Nationstar Mortgage LLC and Nationstar Capital Corporation, both indirectly held, wholly owned subsidiaries of Nationstar Mortgage Holdings Inc. (NYSE: NSM) (together, the “Company”), a leading residential mortgage loan servicer, today announced that it intends to sell, subject to market and other conditions, $100,000,000 aggregate principal amount of 9.625% Senior Notes due 2019 (the “Additional Notes”) in a private placement. The Additional Notes are a follow-on issue to the Company’s $275,000,000 aggregate principal amount of 9.625% Senior Notes due 2019 issued on April 25, 2012 (the “Existing Notes”) and will form a single series of debt securities with the Existing Notes. The Additional Notes will be unsecured and will be guaranteed on a senior basis by certain of the Company’s wholly owned subsidiaries.
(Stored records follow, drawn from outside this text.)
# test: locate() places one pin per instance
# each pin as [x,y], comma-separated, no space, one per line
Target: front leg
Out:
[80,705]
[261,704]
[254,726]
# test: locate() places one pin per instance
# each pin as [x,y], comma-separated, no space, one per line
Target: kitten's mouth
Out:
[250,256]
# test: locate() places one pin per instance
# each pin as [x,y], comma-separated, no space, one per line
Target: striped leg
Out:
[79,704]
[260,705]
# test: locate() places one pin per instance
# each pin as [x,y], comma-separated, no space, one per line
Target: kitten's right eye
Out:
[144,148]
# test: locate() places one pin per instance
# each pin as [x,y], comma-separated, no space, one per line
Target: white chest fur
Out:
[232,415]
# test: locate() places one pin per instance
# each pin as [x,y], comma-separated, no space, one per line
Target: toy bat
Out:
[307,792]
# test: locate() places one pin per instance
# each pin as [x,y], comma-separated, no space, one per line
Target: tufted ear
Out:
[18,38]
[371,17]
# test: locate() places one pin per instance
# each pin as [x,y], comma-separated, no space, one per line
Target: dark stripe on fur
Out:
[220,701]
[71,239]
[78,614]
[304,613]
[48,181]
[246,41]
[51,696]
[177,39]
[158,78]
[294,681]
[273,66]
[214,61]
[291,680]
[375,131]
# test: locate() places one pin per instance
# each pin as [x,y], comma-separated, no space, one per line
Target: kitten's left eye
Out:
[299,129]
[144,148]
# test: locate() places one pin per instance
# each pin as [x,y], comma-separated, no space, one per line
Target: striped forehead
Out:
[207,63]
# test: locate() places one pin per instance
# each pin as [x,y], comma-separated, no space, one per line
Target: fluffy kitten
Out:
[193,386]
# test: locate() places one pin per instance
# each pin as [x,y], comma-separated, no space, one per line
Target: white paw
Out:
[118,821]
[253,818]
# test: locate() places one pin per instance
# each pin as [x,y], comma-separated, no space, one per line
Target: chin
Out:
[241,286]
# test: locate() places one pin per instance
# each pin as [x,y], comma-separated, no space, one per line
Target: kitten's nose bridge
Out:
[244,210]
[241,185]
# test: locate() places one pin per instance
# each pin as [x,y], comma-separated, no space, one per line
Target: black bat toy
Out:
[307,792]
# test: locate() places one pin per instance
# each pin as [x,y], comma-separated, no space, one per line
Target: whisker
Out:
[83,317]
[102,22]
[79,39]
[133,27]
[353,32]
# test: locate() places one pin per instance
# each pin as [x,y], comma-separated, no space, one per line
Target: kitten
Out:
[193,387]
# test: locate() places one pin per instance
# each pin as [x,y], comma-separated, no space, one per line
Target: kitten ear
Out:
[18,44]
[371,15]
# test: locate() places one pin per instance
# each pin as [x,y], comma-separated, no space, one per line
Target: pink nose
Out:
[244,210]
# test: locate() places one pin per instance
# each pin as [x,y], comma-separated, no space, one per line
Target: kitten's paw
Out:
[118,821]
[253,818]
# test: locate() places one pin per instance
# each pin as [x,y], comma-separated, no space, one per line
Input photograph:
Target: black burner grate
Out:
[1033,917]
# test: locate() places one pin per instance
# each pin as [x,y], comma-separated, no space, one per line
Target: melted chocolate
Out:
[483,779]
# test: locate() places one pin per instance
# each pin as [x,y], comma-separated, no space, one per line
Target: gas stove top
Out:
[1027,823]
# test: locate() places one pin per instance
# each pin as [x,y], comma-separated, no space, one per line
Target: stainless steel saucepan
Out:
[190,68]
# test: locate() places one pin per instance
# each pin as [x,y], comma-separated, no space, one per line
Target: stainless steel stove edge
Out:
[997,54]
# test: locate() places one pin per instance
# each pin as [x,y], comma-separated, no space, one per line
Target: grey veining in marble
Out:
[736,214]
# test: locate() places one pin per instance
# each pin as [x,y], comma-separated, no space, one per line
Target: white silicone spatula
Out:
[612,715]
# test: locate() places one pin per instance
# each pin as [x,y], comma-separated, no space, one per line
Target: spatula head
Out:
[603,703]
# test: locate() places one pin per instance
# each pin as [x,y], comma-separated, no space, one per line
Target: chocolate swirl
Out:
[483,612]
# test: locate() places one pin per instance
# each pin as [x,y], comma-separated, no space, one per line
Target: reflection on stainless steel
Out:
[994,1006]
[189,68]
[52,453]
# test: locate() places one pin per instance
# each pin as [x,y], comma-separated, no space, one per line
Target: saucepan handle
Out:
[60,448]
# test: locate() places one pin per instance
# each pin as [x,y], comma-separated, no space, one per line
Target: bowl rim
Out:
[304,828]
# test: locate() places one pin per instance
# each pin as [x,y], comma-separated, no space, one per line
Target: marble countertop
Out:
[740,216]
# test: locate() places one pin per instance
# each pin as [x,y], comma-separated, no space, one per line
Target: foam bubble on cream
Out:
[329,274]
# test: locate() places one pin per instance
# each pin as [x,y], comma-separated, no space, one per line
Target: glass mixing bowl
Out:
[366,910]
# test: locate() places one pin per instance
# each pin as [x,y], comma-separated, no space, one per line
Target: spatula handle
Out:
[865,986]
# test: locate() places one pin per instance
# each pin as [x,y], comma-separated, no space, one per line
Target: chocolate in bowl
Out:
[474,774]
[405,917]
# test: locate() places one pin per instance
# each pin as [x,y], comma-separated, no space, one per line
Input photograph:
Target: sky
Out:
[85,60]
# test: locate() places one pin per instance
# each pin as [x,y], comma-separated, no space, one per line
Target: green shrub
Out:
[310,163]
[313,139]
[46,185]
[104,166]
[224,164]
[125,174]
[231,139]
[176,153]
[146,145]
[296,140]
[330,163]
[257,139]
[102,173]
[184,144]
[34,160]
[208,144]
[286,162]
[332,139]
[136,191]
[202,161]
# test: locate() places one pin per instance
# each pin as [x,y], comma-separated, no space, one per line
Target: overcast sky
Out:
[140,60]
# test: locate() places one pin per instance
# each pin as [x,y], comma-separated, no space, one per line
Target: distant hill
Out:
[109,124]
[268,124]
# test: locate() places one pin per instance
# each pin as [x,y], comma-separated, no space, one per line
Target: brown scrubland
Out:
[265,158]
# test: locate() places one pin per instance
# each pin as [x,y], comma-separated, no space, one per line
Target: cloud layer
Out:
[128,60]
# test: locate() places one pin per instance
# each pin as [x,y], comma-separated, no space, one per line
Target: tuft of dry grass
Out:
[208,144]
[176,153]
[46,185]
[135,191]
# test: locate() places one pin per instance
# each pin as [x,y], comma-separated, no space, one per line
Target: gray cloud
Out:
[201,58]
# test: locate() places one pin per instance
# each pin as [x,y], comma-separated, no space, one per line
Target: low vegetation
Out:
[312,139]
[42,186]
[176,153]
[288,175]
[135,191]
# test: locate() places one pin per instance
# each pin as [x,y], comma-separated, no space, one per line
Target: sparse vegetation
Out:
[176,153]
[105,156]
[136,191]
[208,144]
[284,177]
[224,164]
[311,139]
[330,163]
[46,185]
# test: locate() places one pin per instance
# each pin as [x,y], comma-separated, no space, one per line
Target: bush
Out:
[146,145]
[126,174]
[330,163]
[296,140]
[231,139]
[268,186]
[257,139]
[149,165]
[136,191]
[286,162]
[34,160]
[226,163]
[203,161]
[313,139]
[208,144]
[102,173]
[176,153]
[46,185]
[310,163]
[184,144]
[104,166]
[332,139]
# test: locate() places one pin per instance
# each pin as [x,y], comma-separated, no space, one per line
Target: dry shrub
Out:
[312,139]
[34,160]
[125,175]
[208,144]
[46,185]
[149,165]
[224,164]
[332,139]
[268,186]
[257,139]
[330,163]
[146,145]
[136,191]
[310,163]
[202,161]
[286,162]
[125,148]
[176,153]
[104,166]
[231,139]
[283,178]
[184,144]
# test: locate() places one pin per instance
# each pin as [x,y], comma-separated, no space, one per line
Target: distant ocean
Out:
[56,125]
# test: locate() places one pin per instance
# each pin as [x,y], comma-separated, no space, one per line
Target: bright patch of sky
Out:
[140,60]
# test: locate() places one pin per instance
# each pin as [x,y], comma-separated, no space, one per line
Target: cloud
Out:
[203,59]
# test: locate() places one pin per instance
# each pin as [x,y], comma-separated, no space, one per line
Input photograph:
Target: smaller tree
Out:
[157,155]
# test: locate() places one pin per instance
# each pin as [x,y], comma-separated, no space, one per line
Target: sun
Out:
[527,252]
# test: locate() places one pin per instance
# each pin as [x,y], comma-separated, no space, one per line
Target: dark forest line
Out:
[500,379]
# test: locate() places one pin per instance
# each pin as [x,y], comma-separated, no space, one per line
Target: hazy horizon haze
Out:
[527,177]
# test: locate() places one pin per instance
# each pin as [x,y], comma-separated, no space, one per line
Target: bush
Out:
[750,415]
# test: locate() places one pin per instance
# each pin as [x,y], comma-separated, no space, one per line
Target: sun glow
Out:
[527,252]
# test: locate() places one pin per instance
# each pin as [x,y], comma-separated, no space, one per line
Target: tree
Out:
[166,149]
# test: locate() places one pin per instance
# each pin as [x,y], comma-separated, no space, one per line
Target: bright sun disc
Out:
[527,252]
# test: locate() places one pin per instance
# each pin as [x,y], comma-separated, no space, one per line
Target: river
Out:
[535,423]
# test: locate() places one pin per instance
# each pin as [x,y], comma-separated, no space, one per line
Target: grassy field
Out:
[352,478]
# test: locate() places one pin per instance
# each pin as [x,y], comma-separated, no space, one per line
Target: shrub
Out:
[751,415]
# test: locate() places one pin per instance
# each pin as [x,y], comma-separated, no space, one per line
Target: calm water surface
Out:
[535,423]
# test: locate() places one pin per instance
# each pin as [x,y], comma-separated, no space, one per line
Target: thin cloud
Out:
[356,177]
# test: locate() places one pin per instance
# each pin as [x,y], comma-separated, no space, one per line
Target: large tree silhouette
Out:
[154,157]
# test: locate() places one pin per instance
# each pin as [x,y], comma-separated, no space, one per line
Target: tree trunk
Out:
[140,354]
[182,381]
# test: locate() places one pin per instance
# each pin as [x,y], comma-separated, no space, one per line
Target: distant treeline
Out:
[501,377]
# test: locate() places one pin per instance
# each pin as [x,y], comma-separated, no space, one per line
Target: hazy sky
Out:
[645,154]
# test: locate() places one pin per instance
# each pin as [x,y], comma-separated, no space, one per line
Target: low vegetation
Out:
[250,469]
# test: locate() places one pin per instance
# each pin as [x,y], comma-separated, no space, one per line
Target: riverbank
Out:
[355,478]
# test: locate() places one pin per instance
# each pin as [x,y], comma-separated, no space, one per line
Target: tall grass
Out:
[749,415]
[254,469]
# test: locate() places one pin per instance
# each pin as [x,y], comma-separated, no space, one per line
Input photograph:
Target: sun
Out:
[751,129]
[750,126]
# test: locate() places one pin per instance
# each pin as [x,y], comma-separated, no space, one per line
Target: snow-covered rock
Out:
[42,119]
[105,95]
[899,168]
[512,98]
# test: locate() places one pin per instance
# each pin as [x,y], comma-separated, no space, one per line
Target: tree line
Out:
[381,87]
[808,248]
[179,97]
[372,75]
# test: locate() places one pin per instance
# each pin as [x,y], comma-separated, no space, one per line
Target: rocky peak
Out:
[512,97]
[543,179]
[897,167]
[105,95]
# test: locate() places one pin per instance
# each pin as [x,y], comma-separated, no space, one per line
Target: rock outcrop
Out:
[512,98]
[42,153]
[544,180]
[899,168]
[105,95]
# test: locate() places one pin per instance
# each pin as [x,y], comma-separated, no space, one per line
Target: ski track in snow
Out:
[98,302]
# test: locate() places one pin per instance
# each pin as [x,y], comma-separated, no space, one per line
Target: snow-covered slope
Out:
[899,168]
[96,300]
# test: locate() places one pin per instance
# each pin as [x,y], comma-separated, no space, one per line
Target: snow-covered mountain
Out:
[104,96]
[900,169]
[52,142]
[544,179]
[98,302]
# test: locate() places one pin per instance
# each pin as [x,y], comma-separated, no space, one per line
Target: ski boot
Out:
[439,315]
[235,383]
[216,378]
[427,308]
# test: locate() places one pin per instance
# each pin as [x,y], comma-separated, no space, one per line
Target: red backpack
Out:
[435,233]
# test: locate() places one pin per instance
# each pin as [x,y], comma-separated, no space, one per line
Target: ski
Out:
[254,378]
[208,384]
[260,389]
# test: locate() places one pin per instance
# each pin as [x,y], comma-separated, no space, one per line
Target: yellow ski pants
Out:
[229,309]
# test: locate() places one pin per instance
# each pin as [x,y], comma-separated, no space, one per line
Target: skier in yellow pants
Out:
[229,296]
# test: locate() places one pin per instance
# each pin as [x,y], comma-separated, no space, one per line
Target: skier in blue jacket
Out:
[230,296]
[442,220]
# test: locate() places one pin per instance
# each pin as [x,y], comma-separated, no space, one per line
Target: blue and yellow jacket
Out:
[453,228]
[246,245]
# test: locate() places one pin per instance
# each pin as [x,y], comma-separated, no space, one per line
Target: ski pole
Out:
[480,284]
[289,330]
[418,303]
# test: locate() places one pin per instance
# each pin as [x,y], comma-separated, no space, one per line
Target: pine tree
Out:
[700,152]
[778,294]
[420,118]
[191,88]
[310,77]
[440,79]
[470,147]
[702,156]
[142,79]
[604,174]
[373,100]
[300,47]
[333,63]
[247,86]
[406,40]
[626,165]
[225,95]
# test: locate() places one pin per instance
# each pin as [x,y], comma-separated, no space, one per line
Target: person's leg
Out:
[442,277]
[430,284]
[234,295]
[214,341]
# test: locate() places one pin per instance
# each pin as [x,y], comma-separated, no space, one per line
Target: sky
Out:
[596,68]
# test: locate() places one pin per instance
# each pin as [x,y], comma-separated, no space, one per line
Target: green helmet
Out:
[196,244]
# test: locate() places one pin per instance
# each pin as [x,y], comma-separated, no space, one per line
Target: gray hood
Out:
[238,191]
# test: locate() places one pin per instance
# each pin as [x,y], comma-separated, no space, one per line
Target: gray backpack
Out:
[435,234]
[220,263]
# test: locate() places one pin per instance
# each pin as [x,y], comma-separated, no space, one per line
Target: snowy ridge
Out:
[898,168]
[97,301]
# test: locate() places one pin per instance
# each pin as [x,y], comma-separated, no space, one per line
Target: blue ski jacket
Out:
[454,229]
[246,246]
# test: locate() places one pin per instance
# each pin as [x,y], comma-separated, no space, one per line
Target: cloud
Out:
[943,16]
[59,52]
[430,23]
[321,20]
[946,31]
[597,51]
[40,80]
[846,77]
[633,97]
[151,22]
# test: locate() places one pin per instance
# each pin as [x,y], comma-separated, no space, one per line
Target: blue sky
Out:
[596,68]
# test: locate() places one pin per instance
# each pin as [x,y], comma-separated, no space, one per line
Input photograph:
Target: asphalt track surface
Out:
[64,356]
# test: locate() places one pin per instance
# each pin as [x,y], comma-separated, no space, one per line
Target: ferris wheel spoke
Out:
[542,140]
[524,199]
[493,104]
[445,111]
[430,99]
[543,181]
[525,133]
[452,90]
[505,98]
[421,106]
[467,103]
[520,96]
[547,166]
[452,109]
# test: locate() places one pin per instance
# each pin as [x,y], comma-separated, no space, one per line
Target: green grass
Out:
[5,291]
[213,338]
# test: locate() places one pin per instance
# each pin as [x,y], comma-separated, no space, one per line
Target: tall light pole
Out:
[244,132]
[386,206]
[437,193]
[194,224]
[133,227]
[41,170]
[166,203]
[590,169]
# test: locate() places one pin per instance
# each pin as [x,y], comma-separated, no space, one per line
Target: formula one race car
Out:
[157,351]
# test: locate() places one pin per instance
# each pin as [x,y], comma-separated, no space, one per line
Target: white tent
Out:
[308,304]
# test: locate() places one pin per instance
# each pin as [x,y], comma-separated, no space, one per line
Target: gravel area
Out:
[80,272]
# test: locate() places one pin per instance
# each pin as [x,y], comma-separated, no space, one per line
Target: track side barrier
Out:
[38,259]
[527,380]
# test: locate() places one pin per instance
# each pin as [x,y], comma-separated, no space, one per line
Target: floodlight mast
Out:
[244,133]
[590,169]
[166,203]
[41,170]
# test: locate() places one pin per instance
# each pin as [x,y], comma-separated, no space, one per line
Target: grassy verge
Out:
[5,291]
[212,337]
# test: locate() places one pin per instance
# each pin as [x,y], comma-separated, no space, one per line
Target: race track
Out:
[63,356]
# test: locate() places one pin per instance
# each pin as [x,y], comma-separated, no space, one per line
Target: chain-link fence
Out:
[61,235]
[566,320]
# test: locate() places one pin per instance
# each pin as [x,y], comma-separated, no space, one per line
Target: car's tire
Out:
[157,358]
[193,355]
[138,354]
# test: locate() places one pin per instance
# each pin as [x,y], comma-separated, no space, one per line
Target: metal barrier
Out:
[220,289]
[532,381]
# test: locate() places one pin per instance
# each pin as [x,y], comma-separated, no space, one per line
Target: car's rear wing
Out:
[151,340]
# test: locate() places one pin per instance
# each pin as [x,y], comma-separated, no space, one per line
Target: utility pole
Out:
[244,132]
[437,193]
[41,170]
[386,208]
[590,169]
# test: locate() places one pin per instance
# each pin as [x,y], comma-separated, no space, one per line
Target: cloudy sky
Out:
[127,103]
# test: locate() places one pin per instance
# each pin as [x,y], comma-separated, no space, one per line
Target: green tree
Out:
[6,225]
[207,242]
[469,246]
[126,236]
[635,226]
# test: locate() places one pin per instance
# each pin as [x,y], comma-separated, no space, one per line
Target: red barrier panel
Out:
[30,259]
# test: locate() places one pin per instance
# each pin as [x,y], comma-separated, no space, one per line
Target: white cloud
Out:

The Company will use the net proceeds from this offering for general corporate purposes, which may include future acquisitions and transfers of servicing portfolios, including, but not limited to, the acquisition of certain residential mortgage servicing assets from Residential Capital, LLC, and/or related businesses from third parties, including, but not limited to, from one or more affiliates of the initial purchasers in this offering.

The Additional Notes and related guarantees have not been registered under the Securities Act of 1933, as amended (the “Securities Act”), or any state securities laws. Accordingly, the Additional Notes are being offered and sold only to “qualified institutional buyers” (as defined in Rule 144A under the Securities Act) and outside the United States to non-U.S. persons in offshore transactions in accordance with Regulation S under the Securities Act. Therefore, the Additional Notes will be subject to restrictions on transferability and resale, and may not be transferred or resold absent an effective registration statement or an applicable exemption from such registration requirements of the Securities Act.

This press release does not constitute an offer to sell or solicitation of an offer to purchase with respect to the Additional Notes or other securities, nor shall there be any sale of the Additional Notes in any state or jurisdiction in which such offer, solicitation or purchase would be unlawful prior to the registration or qualification under the securities laws of any such jurisdiction.